Other things I want to mention just in case some of them become true:

  • The story involves the world’s first two multi-trillionaires. One is a “good” trillionaire who made his money taking advantage of “clean coal” subsidies to transform the carbon in the coal into graphene and carbon nanotubes using a comparatively cheap process that I called Bessemer carbon. Once the material is cheap, everything starts being built out of the darn-near-indestructible substance. And the “good trillionaire,” of course, builds the world’s first space elevator (as everyone who knows me knows, I am OBSESSED with space elevators).

  • The “good” trillionaire did lose a lot of money, however, investing in the perfectly-spherical iPhone XX, which flopped. Although technologically impressive, too many ended up at the bottom of lakes and subway tracks, and could be seen rolling downstairs in houses across the country. 
  • The other is the “evil” trillionaire, whose focus is on health, but who secretly has control over the experimental health-repairing nanites he’s convinced the leaders of the western world to put into their bloodstreams.
  • That trillionaire’s 9-year-old son’s best friend is a cutting edge artificial intelligence app which is designed to teach him life lessons, but actually has some sinister programming designed around social control.
  • The two main characters are an Asian-American hipster (who was studying abroad in China and just got caught up in the massive draft) who finds himself in the middle of Siberia holding a derringer on an influential old Russian blogger who, while in reality is about as big as an actual Russian bear, spends most of his days in virtual reality, essentially as Buttercup, the Powerpuff Girl. 
  • The Americans send a remote-controlled tank to protect the blogger (for… reasons), which recharges itself when it “thinks” it’s safe by fanning out solar panels and quietly humming but looking like a giant robo-turkey. The tank’s built-in AI defaults to aggression and of course almost immediately decides to “KILL ALL HUMANS”, but don’t worry, the remote operator in Plano, Texas switches it off almost all the time. 
  • The hipster and the blogger discover that the new military leader of China is on the VR world and is into the latest sparkly vampire craze, and is therefore vulnerable to a goofy plan that saves the day, but I’m gonna keep how to myself.
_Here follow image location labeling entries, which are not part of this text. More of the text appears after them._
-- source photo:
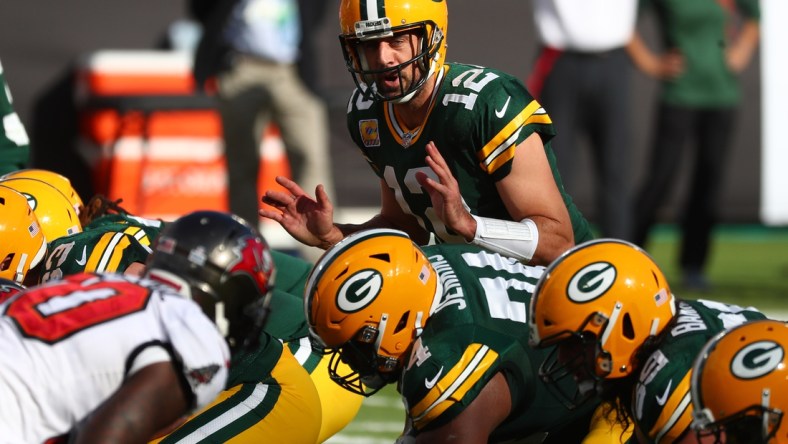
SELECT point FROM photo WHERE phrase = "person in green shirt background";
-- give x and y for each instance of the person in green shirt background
(706, 44)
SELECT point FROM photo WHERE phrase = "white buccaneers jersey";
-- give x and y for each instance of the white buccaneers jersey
(66, 346)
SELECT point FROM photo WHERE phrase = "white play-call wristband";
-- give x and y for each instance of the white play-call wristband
(513, 239)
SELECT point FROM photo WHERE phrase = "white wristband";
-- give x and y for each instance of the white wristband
(513, 239)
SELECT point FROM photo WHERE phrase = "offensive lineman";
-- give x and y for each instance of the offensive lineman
(462, 151)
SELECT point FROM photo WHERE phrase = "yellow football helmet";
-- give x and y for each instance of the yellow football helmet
(22, 242)
(607, 295)
(364, 20)
(366, 300)
(740, 384)
(53, 210)
(60, 182)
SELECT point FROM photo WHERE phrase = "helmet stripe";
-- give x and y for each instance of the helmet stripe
(372, 9)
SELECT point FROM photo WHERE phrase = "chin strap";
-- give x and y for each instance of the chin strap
(513, 239)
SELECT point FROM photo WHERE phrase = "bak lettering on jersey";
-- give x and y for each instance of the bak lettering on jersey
(452, 291)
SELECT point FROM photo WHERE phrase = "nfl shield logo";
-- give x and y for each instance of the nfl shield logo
(369, 132)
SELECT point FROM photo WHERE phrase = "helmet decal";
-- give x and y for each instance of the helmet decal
(591, 282)
(359, 290)
(757, 359)
(31, 200)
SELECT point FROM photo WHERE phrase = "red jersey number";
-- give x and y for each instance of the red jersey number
(53, 313)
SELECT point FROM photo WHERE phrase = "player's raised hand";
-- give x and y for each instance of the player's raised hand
(309, 220)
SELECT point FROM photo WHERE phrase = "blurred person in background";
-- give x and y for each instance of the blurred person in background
(705, 45)
(623, 337)
(251, 48)
(582, 78)
(462, 152)
(14, 142)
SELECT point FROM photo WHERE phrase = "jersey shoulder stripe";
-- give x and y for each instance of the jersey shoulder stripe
(501, 148)
(108, 252)
(450, 389)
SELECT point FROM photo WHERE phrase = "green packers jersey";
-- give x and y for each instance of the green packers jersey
(111, 247)
(256, 365)
(661, 399)
(291, 273)
(479, 328)
(477, 118)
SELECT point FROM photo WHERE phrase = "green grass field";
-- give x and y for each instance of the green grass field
(748, 266)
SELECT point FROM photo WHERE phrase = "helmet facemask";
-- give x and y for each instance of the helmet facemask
(575, 370)
(755, 424)
(371, 371)
(429, 40)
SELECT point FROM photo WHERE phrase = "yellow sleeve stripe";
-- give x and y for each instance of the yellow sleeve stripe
(676, 415)
(108, 252)
(138, 234)
(501, 148)
(471, 367)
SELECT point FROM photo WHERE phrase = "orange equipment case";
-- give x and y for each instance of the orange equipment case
(152, 141)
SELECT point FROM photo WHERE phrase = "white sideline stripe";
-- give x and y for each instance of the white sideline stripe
(143, 62)
(191, 149)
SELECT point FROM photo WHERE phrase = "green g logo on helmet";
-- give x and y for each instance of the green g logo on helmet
(591, 282)
(359, 290)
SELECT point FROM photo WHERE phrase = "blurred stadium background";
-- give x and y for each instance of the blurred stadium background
(41, 44)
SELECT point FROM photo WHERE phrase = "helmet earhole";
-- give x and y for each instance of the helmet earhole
(382, 256)
(403, 322)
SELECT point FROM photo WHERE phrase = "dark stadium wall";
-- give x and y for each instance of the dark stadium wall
(41, 42)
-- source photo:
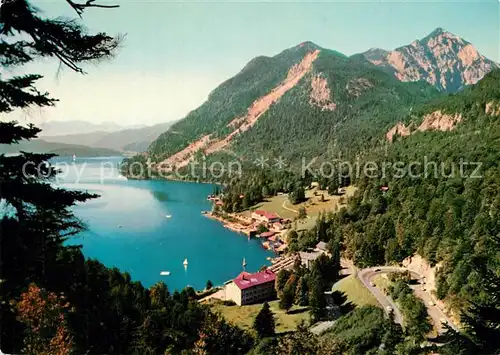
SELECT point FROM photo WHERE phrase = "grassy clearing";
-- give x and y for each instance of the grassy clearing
(355, 291)
(314, 206)
(244, 316)
(382, 282)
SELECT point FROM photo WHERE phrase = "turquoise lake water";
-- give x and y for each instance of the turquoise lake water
(128, 227)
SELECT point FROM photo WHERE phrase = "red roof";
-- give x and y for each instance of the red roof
(268, 215)
(246, 280)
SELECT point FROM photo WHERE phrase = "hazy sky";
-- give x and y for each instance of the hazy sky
(176, 52)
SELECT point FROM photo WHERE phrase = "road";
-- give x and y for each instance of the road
(366, 275)
(436, 314)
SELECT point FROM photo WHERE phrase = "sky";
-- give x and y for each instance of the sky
(176, 52)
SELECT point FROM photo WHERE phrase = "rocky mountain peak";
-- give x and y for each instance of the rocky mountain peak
(441, 58)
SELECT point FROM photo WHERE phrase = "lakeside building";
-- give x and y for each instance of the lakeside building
(268, 234)
(307, 258)
(249, 288)
(264, 216)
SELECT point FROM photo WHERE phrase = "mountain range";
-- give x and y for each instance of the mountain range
(442, 59)
(316, 102)
(107, 136)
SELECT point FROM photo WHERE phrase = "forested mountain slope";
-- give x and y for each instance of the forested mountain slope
(443, 204)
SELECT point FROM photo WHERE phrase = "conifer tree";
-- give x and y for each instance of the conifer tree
(37, 218)
(264, 322)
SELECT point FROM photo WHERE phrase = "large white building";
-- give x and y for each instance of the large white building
(249, 288)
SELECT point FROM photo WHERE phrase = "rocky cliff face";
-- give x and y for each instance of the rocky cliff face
(443, 59)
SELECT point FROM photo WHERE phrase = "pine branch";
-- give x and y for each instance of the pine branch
(80, 8)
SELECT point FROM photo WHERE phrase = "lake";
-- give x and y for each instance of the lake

So why am I talking about all this? Three reasons, the last one being the most important:

  1. Let me have some fun, okay?
  2. To make the point that I get a lot out of thinking through sci-fi scenarios, because even though it doesn’t necessarily mean that you get particularly accurate predictions of what the future will look like, it can nonetheless be a highly productive mental exercise.
  3. And most importantly, the moral of the story is: If China decides to clamp down, the country that decides to do the right thing and take in its refugees is not just doing the right thing, it will feed an explosion of dynamism, innovation, and growth. Simply: taking in as many people from Hong Kong as we can is not just the right thing to do, it’ll be good for us.

Here is where I get really serious: As we know from Tiananmen Square, some non-trivial percentage of Hongkongers who protested are going to be jailed for decades, possibly jailed for life, and likely, many will be executed. To turn these people away is a Bad Idea — from a moral perspective, from a free speech, human rights perspective, from a civil liberties perspective, and even from the perspective of our own self-interest. I am a first generation American myself, and believe me, the other immigrant kids I grew up with are very proud of the fact that we are uniquely productive elements of American society. 

To anybody who’s read this far and has any influence over these decisions, please help me spread the message that dissenting Hong Kongers should be welcome in the United States.